When we presented the gist of our analysis to the Renewable Fuels Association, the group made several points. Officials said they used the 2010 figures because they’re most relevant to current price conditions. They said that using their model, even a 25-cent increase in gasoline prices would amount to $34.5 billion per year in added costs for gasoline -- "far outweighing" the annual cost of VEETC.
The group also argued that it’s unfair to include factors outside of the scope of a brief advertisement that focuses squarely on gasoline prices.
"The ad focuses on gas prices," said Geoff Cooper, vice president of research and analysis with the Renewable Fuels Association. "Not food prices. Not corn prices. Not the cost of VEETC. Not lifecycle greenhouse gas emissions and energy use. We are more than willing to engage in a thoughtful discussion on those issues, but they are outside the scope of the paper on which the ad is based."

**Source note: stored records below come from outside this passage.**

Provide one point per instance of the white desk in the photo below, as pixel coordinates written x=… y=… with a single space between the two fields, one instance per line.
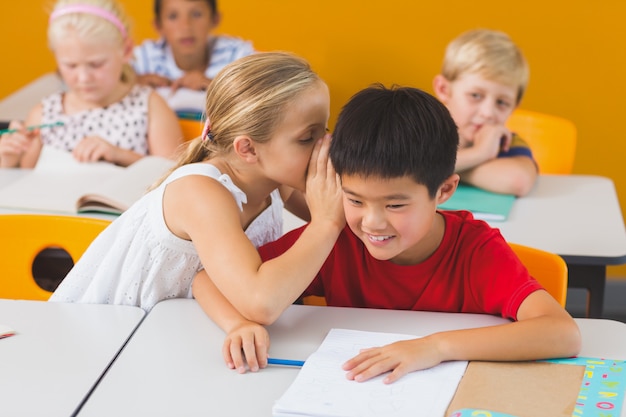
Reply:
x=173 y=364
x=17 y=105
x=578 y=217
x=59 y=353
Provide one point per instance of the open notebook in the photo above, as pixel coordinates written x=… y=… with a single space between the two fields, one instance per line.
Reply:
x=484 y=205
x=322 y=390
x=61 y=184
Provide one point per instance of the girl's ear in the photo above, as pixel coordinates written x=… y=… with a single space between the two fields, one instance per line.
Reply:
x=245 y=149
x=448 y=188
x=441 y=86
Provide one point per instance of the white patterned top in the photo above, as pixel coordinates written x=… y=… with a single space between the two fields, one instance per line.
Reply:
x=137 y=260
x=123 y=123
x=155 y=57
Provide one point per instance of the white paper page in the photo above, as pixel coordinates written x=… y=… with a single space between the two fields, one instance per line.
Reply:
x=321 y=387
x=124 y=189
x=56 y=183
x=184 y=98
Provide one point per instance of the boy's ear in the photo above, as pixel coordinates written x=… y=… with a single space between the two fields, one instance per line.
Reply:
x=441 y=86
x=128 y=49
x=448 y=188
x=217 y=18
x=245 y=149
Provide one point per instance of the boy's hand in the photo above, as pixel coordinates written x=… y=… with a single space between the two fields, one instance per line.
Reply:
x=400 y=357
x=323 y=192
x=194 y=80
x=490 y=139
x=248 y=342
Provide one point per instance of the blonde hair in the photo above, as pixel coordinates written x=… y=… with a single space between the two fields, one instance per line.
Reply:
x=91 y=26
x=249 y=97
x=489 y=53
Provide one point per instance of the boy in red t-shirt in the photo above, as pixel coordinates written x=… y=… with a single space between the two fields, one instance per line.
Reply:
x=394 y=150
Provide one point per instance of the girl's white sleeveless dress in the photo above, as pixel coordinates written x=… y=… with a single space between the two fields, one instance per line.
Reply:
x=137 y=260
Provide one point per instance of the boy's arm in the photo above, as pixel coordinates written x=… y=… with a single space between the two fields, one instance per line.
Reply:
x=543 y=330
x=242 y=335
x=509 y=175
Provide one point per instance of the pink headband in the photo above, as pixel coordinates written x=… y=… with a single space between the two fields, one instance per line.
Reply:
x=89 y=9
x=206 y=132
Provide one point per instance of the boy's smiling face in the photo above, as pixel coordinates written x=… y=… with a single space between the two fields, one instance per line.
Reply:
x=474 y=102
x=395 y=218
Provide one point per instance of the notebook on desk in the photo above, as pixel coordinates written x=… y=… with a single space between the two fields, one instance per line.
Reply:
x=60 y=184
x=485 y=205
x=322 y=390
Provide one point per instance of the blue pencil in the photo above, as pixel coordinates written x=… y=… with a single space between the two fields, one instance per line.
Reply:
x=286 y=362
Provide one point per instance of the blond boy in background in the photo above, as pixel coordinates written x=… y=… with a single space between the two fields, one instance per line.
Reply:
x=483 y=78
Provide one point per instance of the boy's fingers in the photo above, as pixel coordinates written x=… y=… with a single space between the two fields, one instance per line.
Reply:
x=226 y=354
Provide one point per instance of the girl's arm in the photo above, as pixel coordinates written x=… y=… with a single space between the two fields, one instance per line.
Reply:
x=164 y=132
x=543 y=330
x=259 y=291
x=295 y=202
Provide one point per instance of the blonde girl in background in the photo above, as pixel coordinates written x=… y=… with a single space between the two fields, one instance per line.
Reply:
x=264 y=140
x=104 y=114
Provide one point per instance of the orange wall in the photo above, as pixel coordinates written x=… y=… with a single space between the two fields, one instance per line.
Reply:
x=576 y=51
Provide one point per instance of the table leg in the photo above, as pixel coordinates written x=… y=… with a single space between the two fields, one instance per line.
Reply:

If you include other factors beyond gasoline prices, fairness "would require you" to note that "the production and use of 13 billion gallons of ethanol last year helped create more than 400,000 jobs across the economy from agriculture to manufacturing to the service sector. Nearly 70,400 American are directly involved in the production of ethanol," said Christina Martin, executive vice president of the Renewable Fuels Association. Ethanol production adds nearly $54 billion to the nation’s gross domestic product, she said.

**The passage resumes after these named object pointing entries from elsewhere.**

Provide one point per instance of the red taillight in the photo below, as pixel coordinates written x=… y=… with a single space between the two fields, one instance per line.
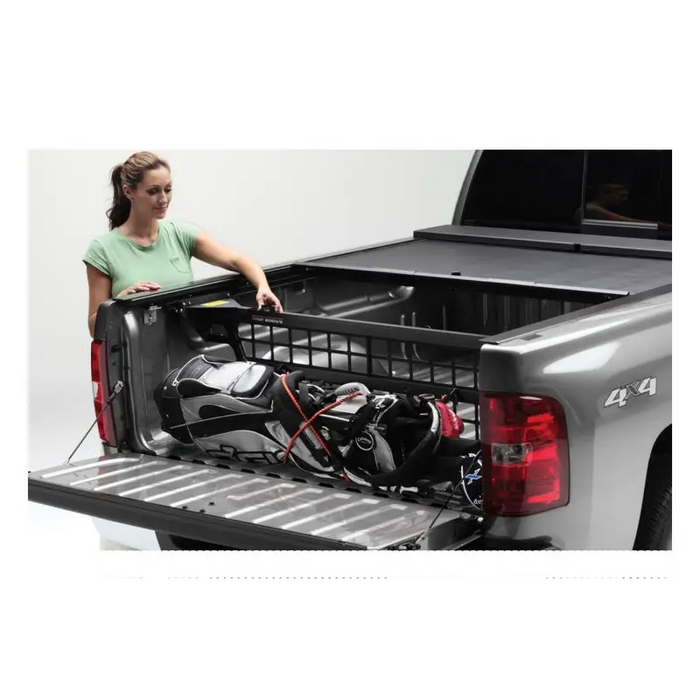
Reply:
x=525 y=453
x=100 y=387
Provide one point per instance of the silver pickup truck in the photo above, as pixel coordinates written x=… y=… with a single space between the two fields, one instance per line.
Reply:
x=542 y=314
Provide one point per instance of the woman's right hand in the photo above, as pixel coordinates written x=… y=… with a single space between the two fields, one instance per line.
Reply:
x=140 y=287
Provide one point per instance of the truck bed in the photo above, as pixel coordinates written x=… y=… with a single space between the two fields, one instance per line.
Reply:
x=620 y=266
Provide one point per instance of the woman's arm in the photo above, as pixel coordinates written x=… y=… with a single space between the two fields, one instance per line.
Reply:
x=209 y=251
x=100 y=290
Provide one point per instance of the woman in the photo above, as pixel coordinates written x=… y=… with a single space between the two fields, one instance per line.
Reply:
x=143 y=252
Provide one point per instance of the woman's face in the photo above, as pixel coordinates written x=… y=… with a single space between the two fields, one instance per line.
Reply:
x=153 y=194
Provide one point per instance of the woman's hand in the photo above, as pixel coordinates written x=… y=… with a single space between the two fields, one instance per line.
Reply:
x=265 y=296
x=140 y=287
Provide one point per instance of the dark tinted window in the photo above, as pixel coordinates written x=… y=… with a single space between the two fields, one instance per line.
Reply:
x=623 y=186
x=527 y=189
x=623 y=193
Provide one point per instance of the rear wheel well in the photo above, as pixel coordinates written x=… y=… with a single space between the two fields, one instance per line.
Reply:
x=663 y=445
x=654 y=530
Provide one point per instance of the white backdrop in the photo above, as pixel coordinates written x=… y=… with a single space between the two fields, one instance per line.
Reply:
x=276 y=206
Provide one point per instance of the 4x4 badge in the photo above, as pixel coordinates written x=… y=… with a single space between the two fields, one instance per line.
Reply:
x=620 y=396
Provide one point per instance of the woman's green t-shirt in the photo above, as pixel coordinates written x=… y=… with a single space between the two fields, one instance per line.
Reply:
x=167 y=261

Finally, on the issue of whether the immediate end to ethanol is realistic, Cooper said that "there have been recent calls to repeal the renewable fuel standard, kill the tax credit, and essentially undo all of the entire industry’s policy foundation. So, it is not entirely ‘unrealistic’ to envision a scenario in which ethanol production is significantly curtailed."
Still, we’re not convinced. While the Senate bill would have ended certain subsidies, it would not have banned production outright, and even the changes proposed in the Senate bill would not have touched the renewable fuel standard, which aids the ethanol industry and ensures its partial or even complete survival. Even if more sweeping changes than those in the Senate bill were imposed, independent experts tell us that the likelihood of the industry’s sudden collapse would be remote.
So while changing or eliminating the law on ethanol subsidies might have an impact on prices at the pump, it’s highly unlikely that the industry would cease to exist -- so the immediate impact on gasoline prices would be less than 89 cents, and even lower as markets adjust in the longer term. We rate the Renewable Fuels Association claim Barely True.
Editor's note: This statement was rated Barely True when it was published. On July 27, 2011, we changed the name for the rating to Mostly False.